The statute also specifically protects “any entity that establishes sex-specific standards for facilities such as locker rooms or restrooms,” as well as state employees who want to voice the beliefs listed in the statute. It also allows county clerks and judges to refuse services to same-sex couples seeking to marry, as long as arrangements are made through another public employee to allow such marriages to take place without delay.

The law, then, clearly aims at providing “special rights” to people claiming a religious or moral basis for discriminating against LGBTQ people and same-sex couples. Given that Mississippi law does nothing to protect the civil rights of LGBTQ people anyway, many of this statute’s provisions are more symbolic than real. Even before its enactment, a Mississippi landlord faced no state law penalty for refusing to rent to a same-sex couple, for example, and businesses in that state were free to deny goods or services to people who are gay or transgender without incurring penalty.

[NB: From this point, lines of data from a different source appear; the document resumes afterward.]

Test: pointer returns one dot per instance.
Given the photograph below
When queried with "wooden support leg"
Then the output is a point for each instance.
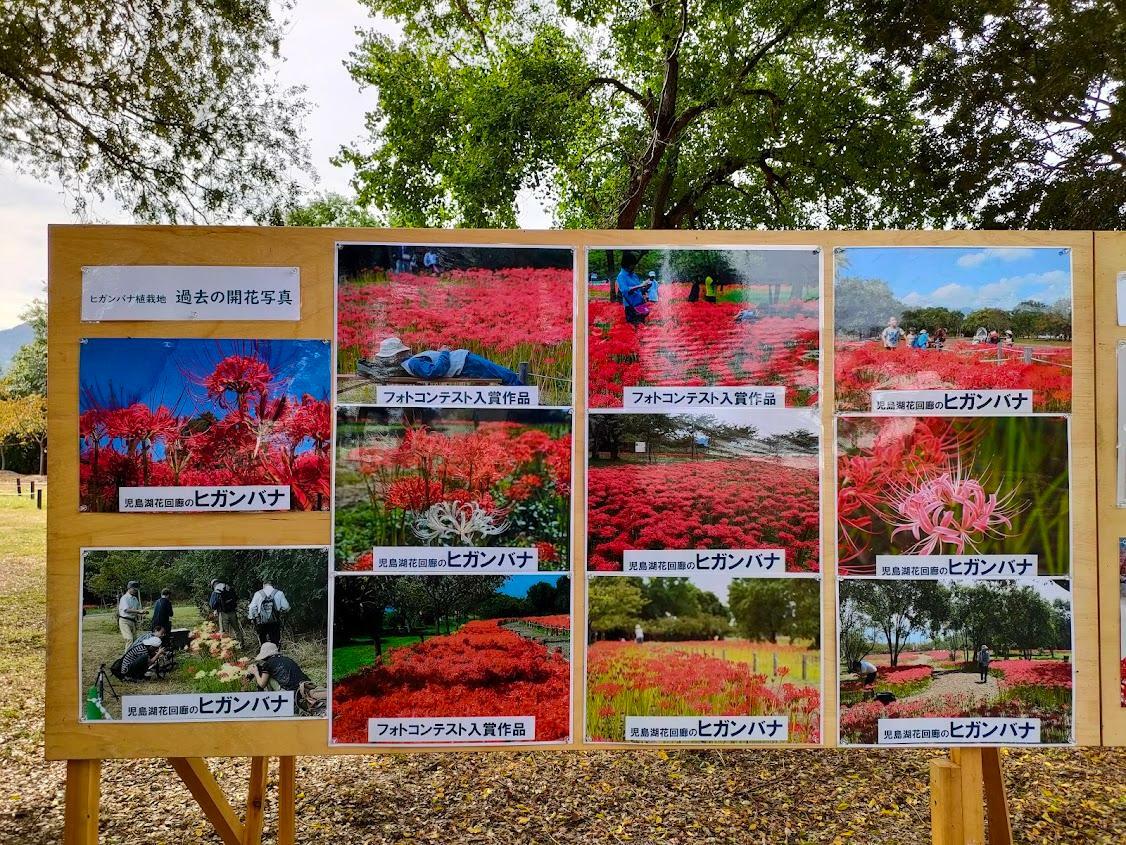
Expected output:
(997, 803)
(287, 800)
(83, 791)
(968, 762)
(200, 782)
(256, 802)
(945, 803)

Few local governments in Mississippi have adopted laws that would be affected either, although some educational institutions would clearly be impacted, especially by the facilities access provision.

In the eyes of the appeals court, the plaintiffs had not articulated the kind of particularized injury that would give them standing to sue the state in federal court before the law had even taken effect. The plaintiffs’ suits relied heavily on the argument that the law imposes a stigma, signaling second-class citizenship, and seeks to enshrine by statute particular religious views.

The court rejected these arguments as insufficient to establish standing.

The plaintiffs pointed to cases in which courts had ruled that plaintiffs offended by government-sponsored religious displays could challenge them under the First Amendment in federal court, but Judge Jerry E. Smith, writing for the panel, rejected this analogy.

The court found that by protecting both “religious beliefs and moral convictions,” the Legislature had avoided privileging religion, since persons whose anti-gay beliefs were not religiously-motivated would be protected from adverse government treatment under this act. An atheist who believes same-sex marriage is wrong or that gender is immutable would be protected, even if these beliefs had no religious basis.

Similarly, the court rejected the plaintiffs’ standing as taxpayers, finding that H.B. 1523 did not authorize expenditures in support of religion.

One plaintiff who based his standing on his intention to marry in the future was rejected by the court, which pointed out that he did not specify when or where he intended to marry.

“He does not allege that he was seeking wedding-related services from a business that would deny him or that he was seeking a marriage license or solemnization from a clerk or judge who would refuse to be involved in such a ceremony, or even that he intended to get married in Mississippi,” wrote Judge Smith.

The court made clear that if anybody actually suffers a concrete injury after the law goes into effect, they could file a new lawsuit and raise their challenge.